Crappies are a North American freshwater fish species in the sunfish family. They have an excellent reputation for putting up a hard fight for their size and being extremely tasty. Many freshwater anglers consider them to be the best-tasting freshwater fish out there.
The crappie, also known as speckled perch, strawberry bass, white perch, and papermouth, has flaky white meat suitable for various delicious recipes.
Catch crappie by choosing your preferred method, looking for structure or deep over, then quietly presenting your bait. Jigs and minnows are often the best baits when fishing for crappie.
Because of the diverse diets of crappie, they can be caught in many different ways, making them an excellent species for almost any angler to experience using their favorite technique.
Crappie are mostly minnow eaters, and minnows hide around any kind of brush or weeds to avoid being eaten. The key to how to catch crappie is to focus on fishing wherever minnows hide. That also includes fallen trees, bushes, old piers, flooded weeds, or shoals covered with moss, plus wrecked boats, docks, and planted brushpiles. When these don’t pay off, try drifting with the wind or slow-trolling across a lake, plying a minnow at different depths until you cross paths with a school of roving crappie.

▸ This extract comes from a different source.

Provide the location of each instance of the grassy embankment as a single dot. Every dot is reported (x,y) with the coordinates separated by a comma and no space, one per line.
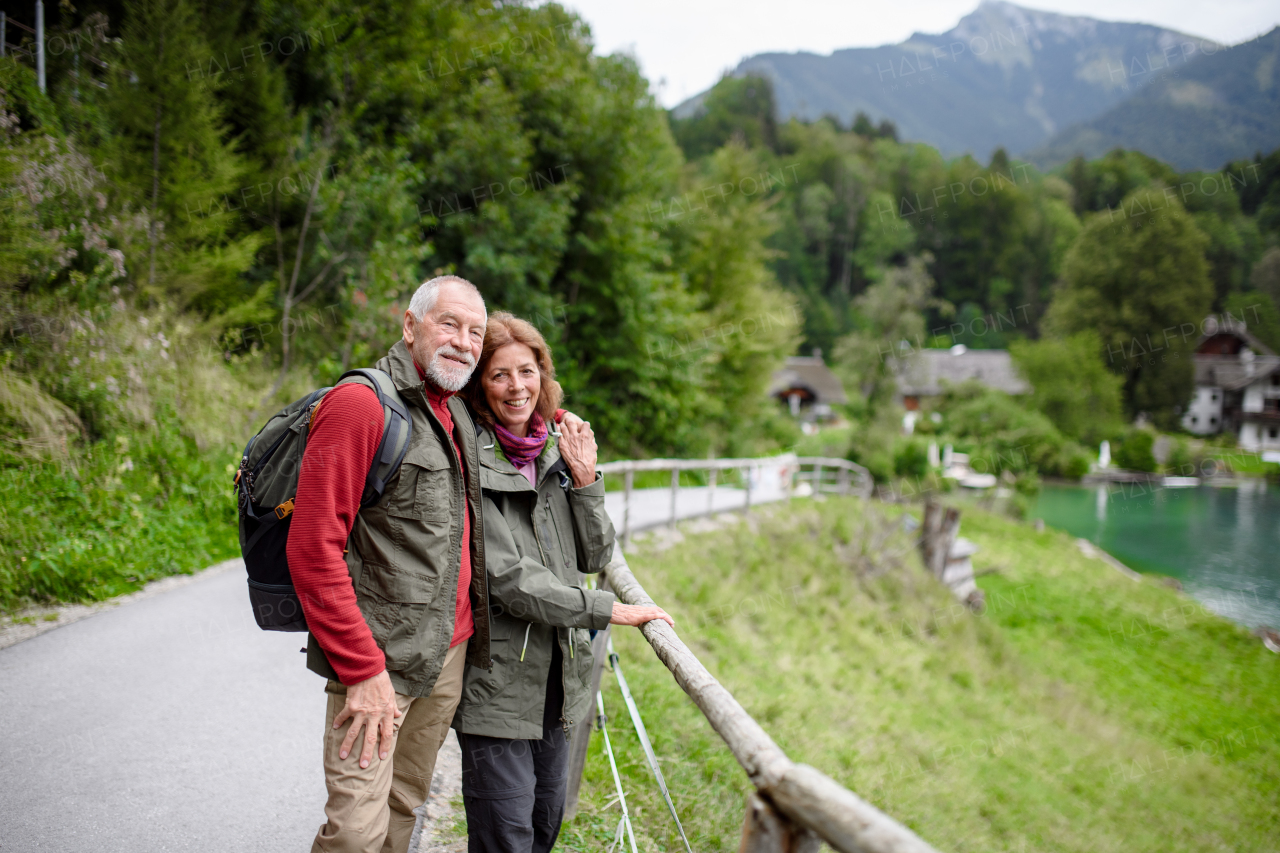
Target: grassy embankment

Small live minnows are popular crappie baits. Although crappie are infrequently caught on various plugs (occasionally on a surface lure or a crankbait), the one artificial that pays off regularly is a small leadhead jig with a soft-plastic body resembling a minnow. The trick is to fish this very slow. Jigs weighing from 1/64- to 1/16-ounce are often better than heavier ones, and this requires using light line.
Crappie anglers primarily use ultralight spinning or spincasting reels equipped with 4- or 6-pound-test line and 5- to 5 1/2-foot-long rods. Fly rods, telescoping fiberglass rods, and cane poles are popular as well.